FERA also includes several amendments that will make it easier for qui tam, i.e., "whistleblower" lawsuits to proceed. Specifically, FERA expands "whistleblower" protection to government contractors and agents and expands the statute of limitations with regard to government intervention in qui tam lawsuits by allowing the government's complaint to "relate back" to the "whistleblower's" filing.

In addition, FERA gives the federal government greater flexibility in the discovery process, by allowing the Attorney General to delegate its authority to issue Civil Investigative Demands ("CIDs") to other officials.
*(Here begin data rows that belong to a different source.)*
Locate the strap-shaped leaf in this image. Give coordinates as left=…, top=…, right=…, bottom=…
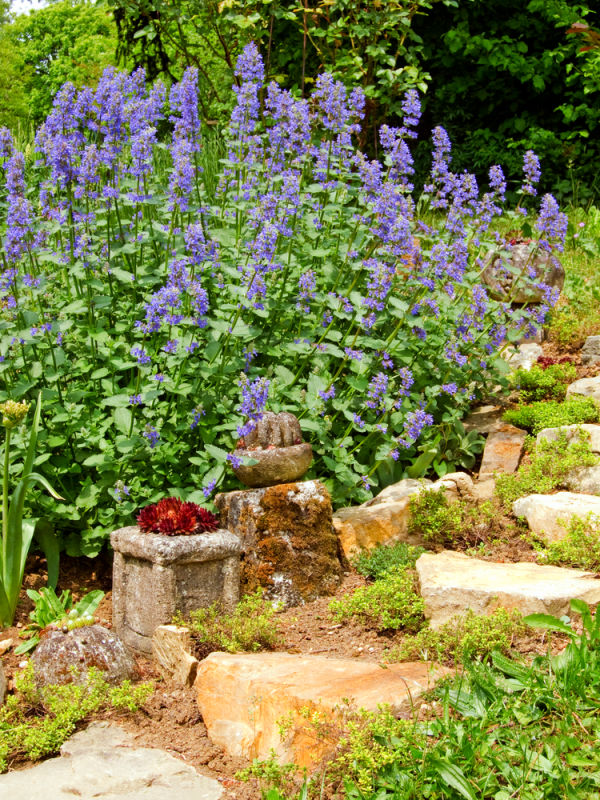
left=22, top=392, right=42, bottom=480
left=33, top=518, right=60, bottom=589
left=74, top=589, right=105, bottom=618
left=429, top=757, right=477, bottom=800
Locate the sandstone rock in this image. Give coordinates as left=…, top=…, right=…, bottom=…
left=364, top=477, right=432, bottom=506
left=482, top=243, right=564, bottom=304
left=195, top=652, right=450, bottom=768
left=581, top=335, right=600, bottom=366
left=463, top=405, right=505, bottom=435
left=416, top=550, right=600, bottom=628
left=111, top=526, right=241, bottom=654
left=512, top=491, right=600, bottom=541
left=473, top=477, right=496, bottom=502
left=0, top=638, right=11, bottom=655
left=152, top=625, right=199, bottom=687
left=566, top=376, right=600, bottom=404
left=536, top=423, right=600, bottom=452
left=233, top=443, right=312, bottom=488
left=216, top=481, right=342, bottom=607
left=0, top=721, right=223, bottom=800
left=478, top=423, right=526, bottom=478
left=31, top=625, right=136, bottom=688
left=506, top=342, right=544, bottom=371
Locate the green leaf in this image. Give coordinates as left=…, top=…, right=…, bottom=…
left=204, top=443, right=229, bottom=462
left=114, top=407, right=132, bottom=436
left=33, top=518, right=60, bottom=590
left=523, top=613, right=576, bottom=636
left=429, top=757, right=477, bottom=800
left=74, top=589, right=105, bottom=618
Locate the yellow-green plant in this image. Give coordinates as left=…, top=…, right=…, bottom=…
left=0, top=393, right=63, bottom=626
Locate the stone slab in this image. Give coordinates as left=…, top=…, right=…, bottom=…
left=512, top=491, right=600, bottom=540
left=0, top=722, right=223, bottom=800
left=566, top=376, right=600, bottom=404
left=416, top=550, right=600, bottom=628
left=537, top=424, right=600, bottom=453
left=195, top=652, right=449, bottom=768
left=478, top=423, right=526, bottom=478
left=463, top=405, right=505, bottom=435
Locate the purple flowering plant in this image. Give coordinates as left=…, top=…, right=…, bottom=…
left=0, top=45, right=565, bottom=552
This will make it easier for federal officials to conduct discovery such as depositions, interrogatories and requests for production. Also, this information can now be shared with "whistleblowers" making it easier to cure defects in the whistleblower's complaint.

Although most of the amendments to the FCA apply prospectively, the elimination of the "intent" requirement is an exception. Specifically, the amendments that require a false record or statement to be "material to a false or fraudulent claim" will apply retroactively to all claims pending as of June 7, 2008.

The FERA amendments make it easier for the federal government to prosecute health care providers and entities who violate the FCA. To minimize risk, healthcare providers must be aware of their obligations with regard to all healthcare related statutes and regulations and must have an effective compliance plan in place that will enhance compliance and promptly identify overpayment obligations.